The Barrow by Mark Smylie (Image: private)

Beispiel: Zurzeit lese ich The Barrow von Mark Smylie, dem Macher der ausgezeichneten Artesia-Comics. Die allermeisten Fantasy-Romane empfinde ich als stupide. Dunkle HerrscherInnen, Ringe, 0815 Elfen, Zwerge, Orks und schnetzelnde Überhelden sind nicht so meins – ich kann so etwas nicht mehr lesen ohne Augentinitus zu bekommen. Solche Stereotypenaufgüsse langweilen mich nicht nur, sie sind ärgerlich. Joe Abercrombie und seine Heldenklingen, die heroische „Gralssuche“ nach dem bombigen Ei war arg berechenbar – gähn. Auch Kvothe, der (Super-)Held ohne Spandexanzug und Cape aus Der Name des Windes, entlockt mir lediglich ein müdes Gähnen. Abgebrochen.

Bislang gefällt mir The Barrow ausgesprochen gut. Der eher detaillierte, düstere Roman erzeugt wie A Song of Ice and Fire (1-3) von George R. R. Martin immer wieder das Gefühl, dass niemand sicher ist.
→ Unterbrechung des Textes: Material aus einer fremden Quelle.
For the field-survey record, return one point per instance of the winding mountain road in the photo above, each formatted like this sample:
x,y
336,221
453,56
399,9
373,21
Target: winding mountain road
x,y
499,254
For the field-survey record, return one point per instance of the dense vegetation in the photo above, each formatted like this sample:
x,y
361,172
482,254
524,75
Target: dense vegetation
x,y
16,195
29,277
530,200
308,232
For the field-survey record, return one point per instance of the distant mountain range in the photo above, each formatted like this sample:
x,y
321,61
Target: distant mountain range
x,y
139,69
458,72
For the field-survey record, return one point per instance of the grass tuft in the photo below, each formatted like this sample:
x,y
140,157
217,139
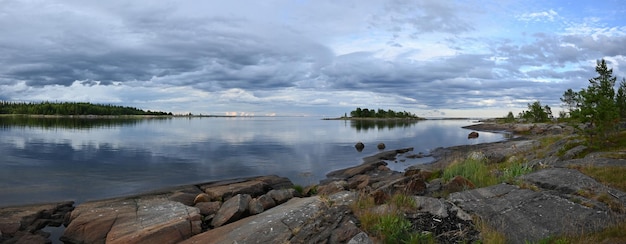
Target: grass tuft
x,y
472,169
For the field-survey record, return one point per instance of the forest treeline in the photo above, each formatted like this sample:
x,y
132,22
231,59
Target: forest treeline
x,y
599,110
71,108
380,113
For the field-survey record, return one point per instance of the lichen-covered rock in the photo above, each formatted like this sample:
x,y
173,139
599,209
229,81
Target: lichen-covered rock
x,y
458,183
208,208
255,207
233,209
266,201
202,197
23,224
281,196
141,219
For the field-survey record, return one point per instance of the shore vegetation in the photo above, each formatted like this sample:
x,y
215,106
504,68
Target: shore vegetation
x,y
71,108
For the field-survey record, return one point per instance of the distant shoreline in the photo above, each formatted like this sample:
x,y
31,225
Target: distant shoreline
x,y
372,119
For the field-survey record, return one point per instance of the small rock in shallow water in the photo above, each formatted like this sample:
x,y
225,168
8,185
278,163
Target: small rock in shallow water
x,y
381,146
359,146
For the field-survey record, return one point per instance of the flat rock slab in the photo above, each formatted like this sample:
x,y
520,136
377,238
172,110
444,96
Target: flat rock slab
x,y
21,224
526,215
276,225
141,219
299,220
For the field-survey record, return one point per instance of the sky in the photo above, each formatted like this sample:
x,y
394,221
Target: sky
x,y
456,58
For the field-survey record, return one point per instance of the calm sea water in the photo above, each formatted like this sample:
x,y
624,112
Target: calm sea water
x,y
44,160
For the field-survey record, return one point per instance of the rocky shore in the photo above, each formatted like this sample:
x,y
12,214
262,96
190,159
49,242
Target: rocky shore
x,y
268,209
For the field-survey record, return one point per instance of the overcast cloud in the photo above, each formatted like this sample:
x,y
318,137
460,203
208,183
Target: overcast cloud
x,y
319,58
Die vielschichtige Welt vibriert auch jenseits Protagonisten, obwohl es oberflächlich betrachtet um ein einfaches Rollenspielplot geht. Stjepan Black-Heart und seine Gefährten finden eine verfluchte Schatzkarte …

Gestern setzte ich kurz meine Eindrücke auf Twitter ab und im Handumdrehen gab es – konstruktive – Kritik, wie ich meine skeptische Sichtweise gegenüber den genannten Hypekandidaten anders darstellen könnte und jede Menge brauchbarer Lesetipps. So erlebe ich Twitter. Für mich gilt weiterhin das Mantra: Geschmäcker sind glücklicherweise verschieden! Vertrete Deine Position (ggf. mit Nachdruck), aber respektiere andere (Einstellungen). Argumente, keine persönlichen Angriffe.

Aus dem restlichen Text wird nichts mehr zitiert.